ClickHouse / clickhouse-js

Official JS client for ClickHouse DB
https://clickhouse.com
Apache License 2.0
209 stars 25 forks source link

Sending SQL query params in the URI can hit URI limits and respond with a 414 #140

Closed alexmorleyfinch closed 1 year ago

alexmorleyfinch commented 1 year ago

Describe the bug

When sending a query over the HTTP interface (using this lib), if the query_params option is too big, we run into HTTP URI limits. 414 Request-URI Too Large

The reason our query_params is so large is because we're using a WHERE...IN clause. The obvious fix/workaround is to have smaller batches and thus make smaller queries, however this affects our throughput overhead.

I was wondering if there is any scope/ability to pass the query params in the HTTP body instead of the URL query string.

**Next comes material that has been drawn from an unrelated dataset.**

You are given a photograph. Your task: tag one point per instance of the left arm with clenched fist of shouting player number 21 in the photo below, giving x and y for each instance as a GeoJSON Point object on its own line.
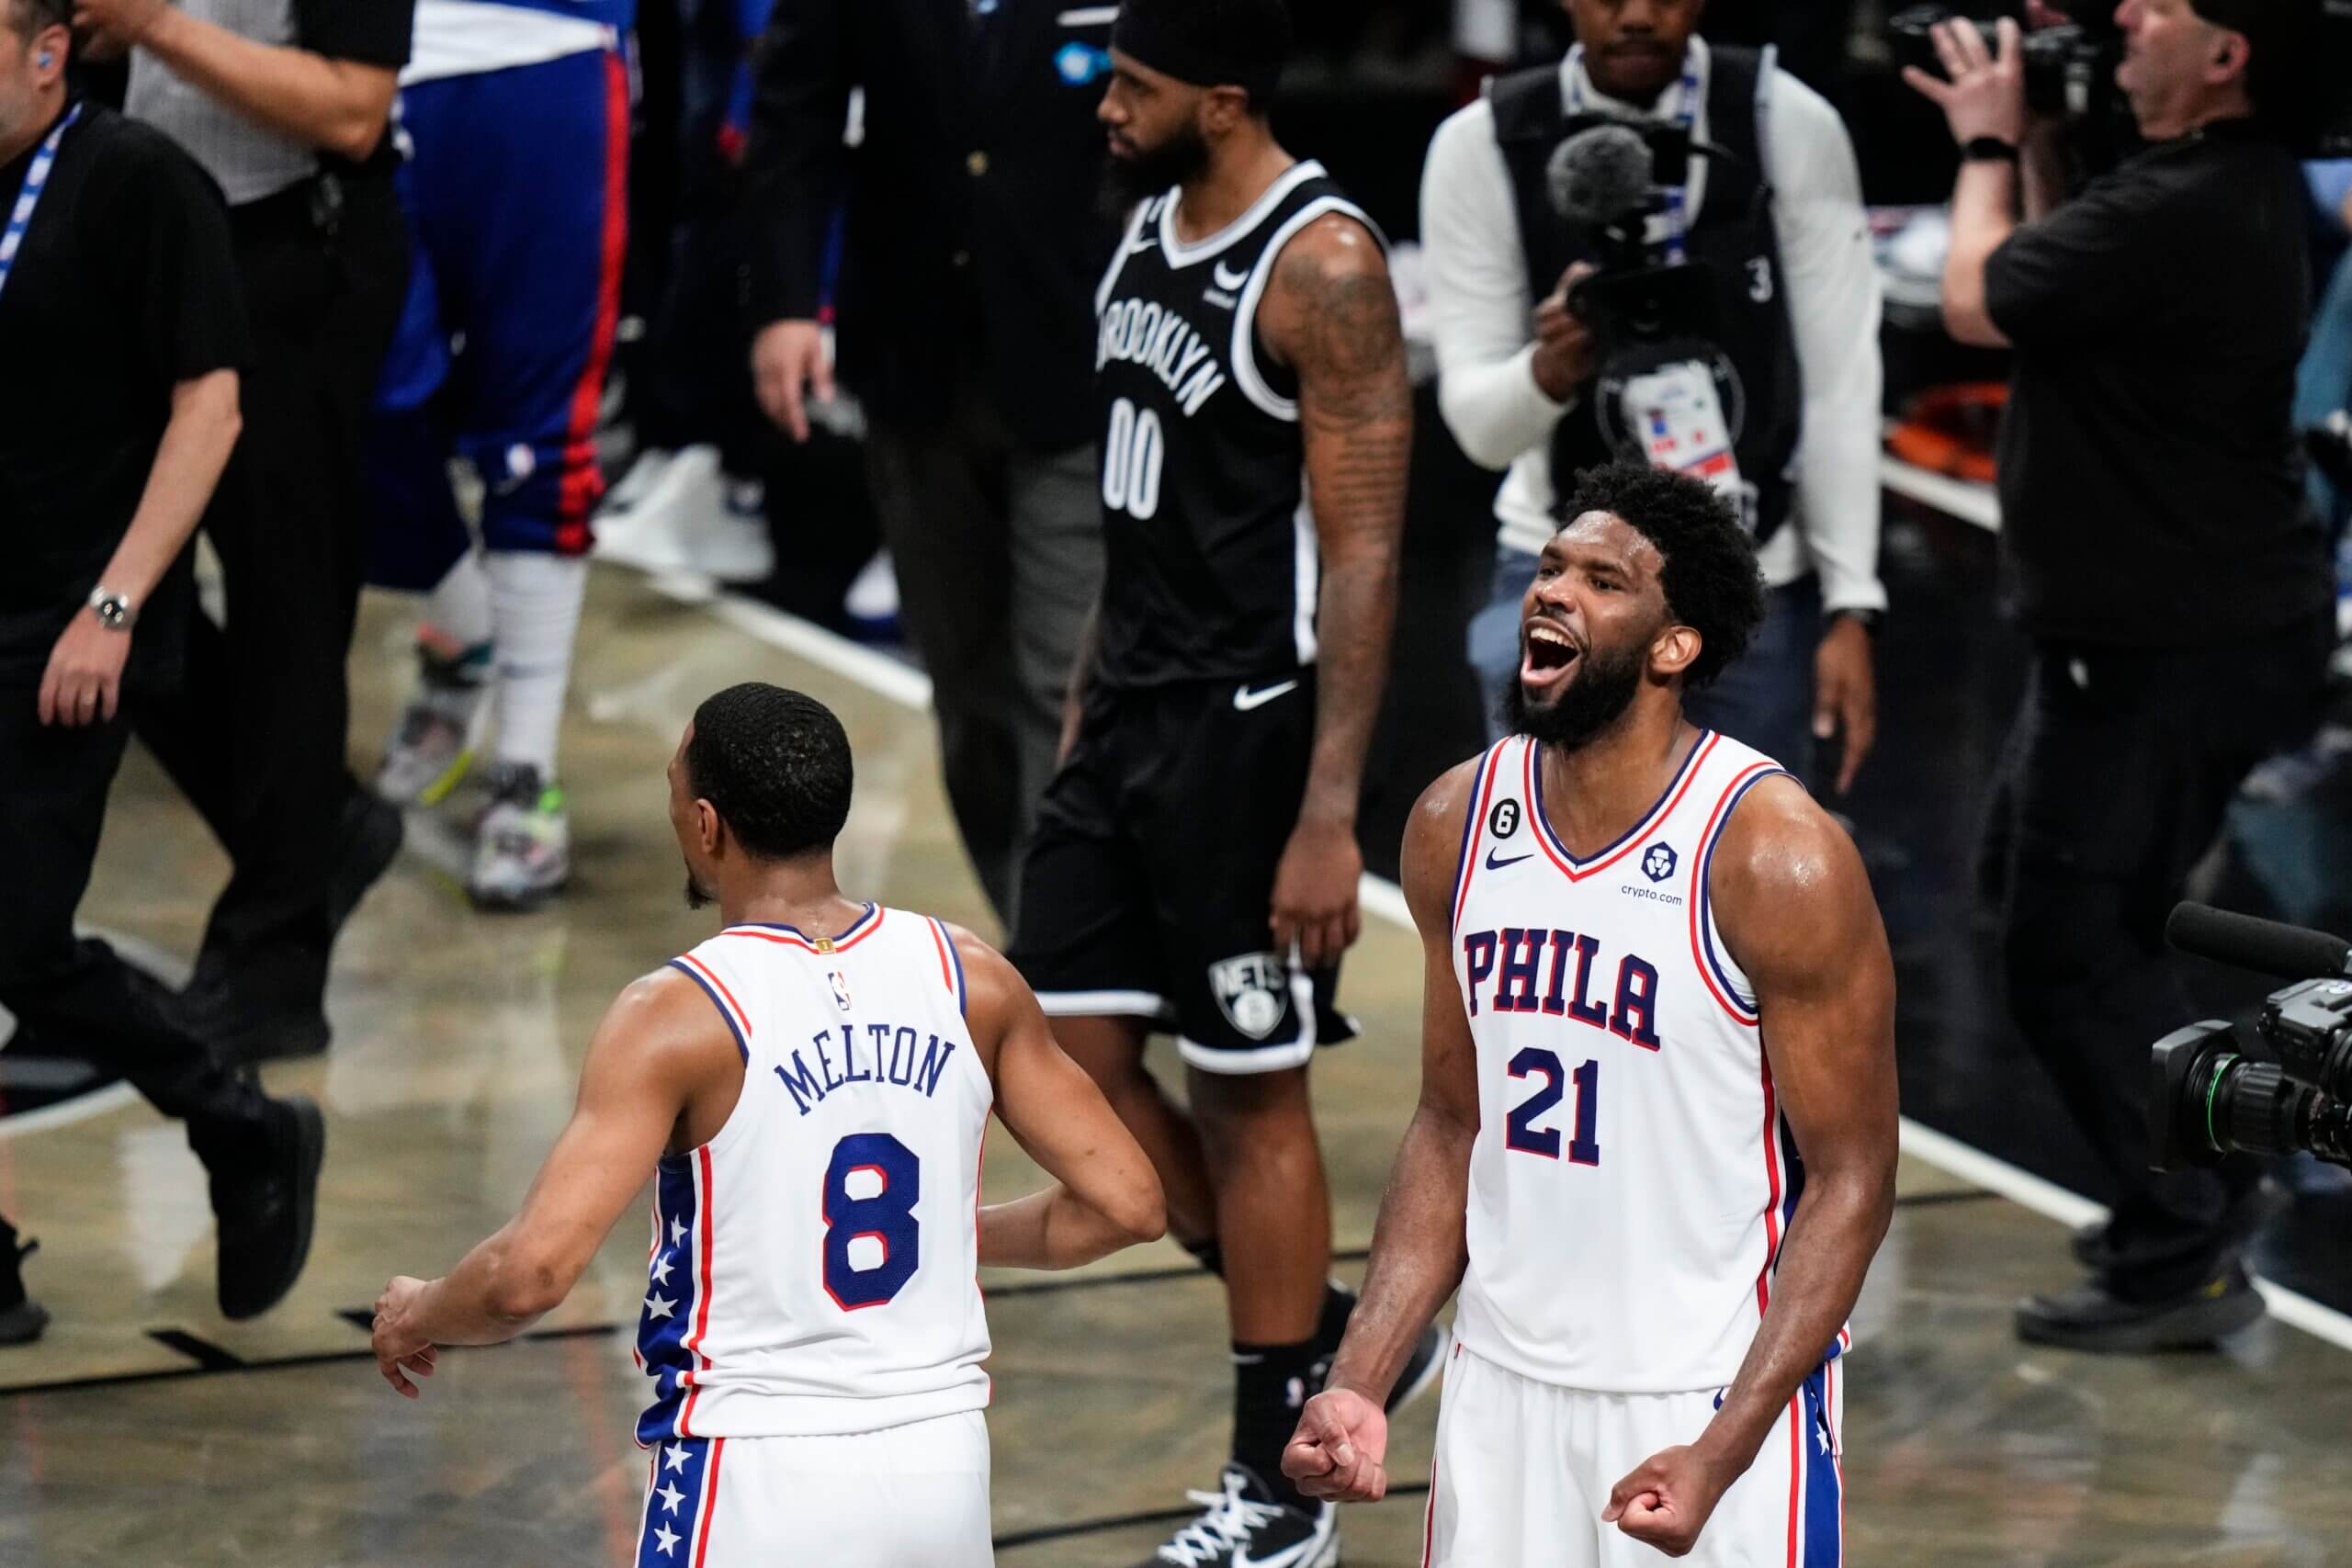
{"type": "Point", "coordinates": [1419, 1245]}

You could argue that this isn't necessary and the current workaround is sufficient, but I thought I'd ask.

Steps to reproduce

Write a query with very large query_params, like so:

const visitorIds = Array(5000).fill(undefined).map((_, i) => `visitor${i}`); // the point is to make this BIG

const resultSet = await this.client.query({
    query: `SELECT * FROM test WHERE visitorId IN splitByChar(',', {visitorIds:String}),
    query_params: {
      visitorIds: visitorIds.join(','),
    },
});

const dataset = await resultSet.json();

// etc

If you run something like the above, you will see a HTTP 414 response error because the HTTP request made by the client is too large

Expected behaviour

I'd expect to be able to send the query params over the BODY instead of being part of the URI, and I'd expect to be able to configure this via the client interface somehow. Like clickhouse_settings: {send_params_as_body: true}} or something similar.

I appreciate this change would also require ClickHouse to handle this also, which requires additional collaboration.

Code example

Proposed fix?

const resultSet = await this.client.query({
    query: `SELECT * FROM test WHERE visitorId IN splitByChar(',', {visitorIds:String}),
    query_params: {
      visitorIds: visitorIds.join(','),
    },
    clickhouse_settings: {
      some_option_to_send_params_as_body_instead: true,
    }
});

Error log

Error: <html>
<head><title>414 Request-URI Too Large</title></head>
<body>
<center><h1>414 Request-URI Too Large</h1></center>
</body>
</html>

    at parseError (/home/admin/82df98d7a6f1f8e536b97a6c49ef845a432b4869/node_modules/@clickhouse/client/dist/error/parse_error.js:35:16)
    at ClientRequest.onResponse (/home/admin/82df98d7a6f1f8e536b97a6c49ef845a432b4869/node_modules/@clickhouse/client/dist/connection/adapter/base_http_adapter.js:127:51)
    at process.processTicksAndRejections (node:internal/process/task_queues:95:5)

Configuration

All default except:

{
    host: url + ':' + port,
    username: username,
    password: password,
    log: debug ? {LoggerClass: DefaultLogger} : undefined,

    // When using a debugger, it's helpful to extend these timeouts
    connect_timeout: __DEV__ ? 1 * 60 * 1000 : undefined, // 1 minutes for dev, or default
    request_timeout: __DEV__ ? 10 * 60 * 1000 : undefined, // 10 minutes for dev, or default
}

Environment

ClickHouse server

slvrtrn commented 1 year ago

Is it CH Cloud or on-premise deployment?

Could it be that it's an LB or proxy that has a request size limitation?

You could also try increasing http_max_uri_size (see the docs), cause it's 1 Megabyte by default:

The size of the URL is limited to 1 MiB by default, this can be changed with the http_max_uri_size setting

alexmorleyfinch commented 1 year ago

It is hosted on AWS and I think it could be a LB issue. I missed the http_max_uri_size option so I will attempt that!

Thank you very much for your response!